Erros comuns no manejo

Alguns erros são frequentes. Eles prolongam a dor e atrasam o ajuste adequado.

  • Continuar usando um tênis que aperta o mesmo ponto.
  • Usar palmilha sem teste no dia a dia.
  • Compensar mudando a postura sem orientação.
  • Ignorar sinais de inflamação local recorrente.
  • Adotar exercícios com dor aguda como guia.

Se você quer melhorar rápido, ajuste por etapas. E monitore o resultado. Você quer reduzir sintomas, não só trocar de objeto.

Plano de ação de 7 dias

Você vai aplicar mudanças simples. E vai observar se a dor cai com poucos ajustes.

  1. Dia 1: identifique o ponto exato de dor ao calçar.
  2. Dia 2: faça um teste com tênis de maior volume interno.
  3. Dia 3: ajuste o cadarço para não apertar a região interna.
  4. Dia 4: use proteção macia no local do atrito.
  5. Dia 5: reduza atividades com impacto e caminhe com pausas.
  6. Dia 6: faça exercícios leves de suporte do pé, sem dor forte.
  7. Dia 7: avalie se houve melhora na dor e no incômodo.

Se não houver melhora, vale investigar. Pode ser necessário suporte mais preciso e imagem para confirmar.

Entenda seu caso com informação

Se você quer comparar com relatos e conteúdos práticos sobre problemas do pé, procure materiais confiáveis. Isso ajuda a organizar dúvidas antes da consulta. Você também entende quais sinais observar.

Uma boa busca pode começar em saúde do pé e orientações de bem-estar.

Como evitar recaídas

O osso extra segue ali. O que muda é como você controla pressão e atrito. E isso reduz recaídas.

O principal é manter o ajuste do calçado. E usar suporte quando necessário. Se você voltar aos mesmos fatores que provocam dor, a irritação tende a retornar.

Outra regra é monitorar o primeiro sinal. Se o desconforto reaparece ao calçar, ajuste antes de virar dor intensa ao longo do dia.

Escafoide acessório e outras condições

Nem toda dor interna do pé é só essa condição. Pode haver combinações. Alguns pés têm tendência a descrever alterações de arco. Isso muda onde a pressão se concentra.

Por isso, confundir diagnósticos atrasa tratamento. O exame e o exame físico reduzem erro. E seu plano fica mais direcionado.

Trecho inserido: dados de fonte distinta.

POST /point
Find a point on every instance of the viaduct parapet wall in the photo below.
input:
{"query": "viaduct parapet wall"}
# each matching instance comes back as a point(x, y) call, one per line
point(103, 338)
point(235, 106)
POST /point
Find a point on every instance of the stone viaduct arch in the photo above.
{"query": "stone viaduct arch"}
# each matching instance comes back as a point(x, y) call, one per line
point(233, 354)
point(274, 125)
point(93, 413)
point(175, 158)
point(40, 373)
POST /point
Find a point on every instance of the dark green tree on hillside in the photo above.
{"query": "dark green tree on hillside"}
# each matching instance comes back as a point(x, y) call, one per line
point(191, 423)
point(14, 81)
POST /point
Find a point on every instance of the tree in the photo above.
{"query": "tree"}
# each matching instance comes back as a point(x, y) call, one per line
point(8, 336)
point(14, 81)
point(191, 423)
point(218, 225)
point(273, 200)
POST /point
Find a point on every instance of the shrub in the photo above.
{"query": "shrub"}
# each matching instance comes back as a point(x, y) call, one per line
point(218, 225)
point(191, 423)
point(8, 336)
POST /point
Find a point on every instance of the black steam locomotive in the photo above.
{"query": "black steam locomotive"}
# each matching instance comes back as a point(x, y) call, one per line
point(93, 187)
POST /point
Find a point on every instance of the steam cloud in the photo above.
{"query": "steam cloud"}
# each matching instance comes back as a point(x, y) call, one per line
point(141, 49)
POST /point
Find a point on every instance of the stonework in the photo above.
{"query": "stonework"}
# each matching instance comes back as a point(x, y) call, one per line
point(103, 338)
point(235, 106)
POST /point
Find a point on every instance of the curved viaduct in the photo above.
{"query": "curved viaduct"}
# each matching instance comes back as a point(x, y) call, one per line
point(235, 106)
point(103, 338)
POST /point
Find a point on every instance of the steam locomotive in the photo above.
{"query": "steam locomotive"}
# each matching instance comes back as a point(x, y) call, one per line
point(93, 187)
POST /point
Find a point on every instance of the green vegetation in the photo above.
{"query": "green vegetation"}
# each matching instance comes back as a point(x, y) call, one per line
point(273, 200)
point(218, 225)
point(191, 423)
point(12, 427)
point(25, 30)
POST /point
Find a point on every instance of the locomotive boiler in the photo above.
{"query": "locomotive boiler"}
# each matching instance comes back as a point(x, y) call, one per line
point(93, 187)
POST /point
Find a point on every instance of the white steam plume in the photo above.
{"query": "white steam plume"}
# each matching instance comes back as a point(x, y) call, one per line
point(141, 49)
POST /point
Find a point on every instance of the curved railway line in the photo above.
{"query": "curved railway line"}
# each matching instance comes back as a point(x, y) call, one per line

Ao avaliar, o médico considera sua história, padrão de dor e exame de imagem quando indicado. Assim, a conduta fica mais segura.

Quando pensar em cirurgia

Cirurgia é uma etapa para casos selecionados. Em geral, é considerada quando o tratamento conservador falha. E quando o escafoide acessório causa dor persistente e limitante.

O médico avalia risco e benefício no seu contexto. E discute com você opções e recuperação. O foco continua sendo reduzir dor e permitir calçar com conforto.

Antes de qualquer decisão, você deve ter um diagnóstico bem estabelecido.

Se a sua dor aparece ao calçar e fica restrita ao ponto alto no lado interno, trate como Escafoide acessório: a saliência no pé que incomoda ao calçar tênis. Ajuste o calçado, proteja a área, use suporte quando indicado e faça exercícios leves sem agravar a dor. Se não melhorar em poucos dias, procure avaliação com um especialista. Aplique as dicas hoje e acompanhe a resposta do seu pé.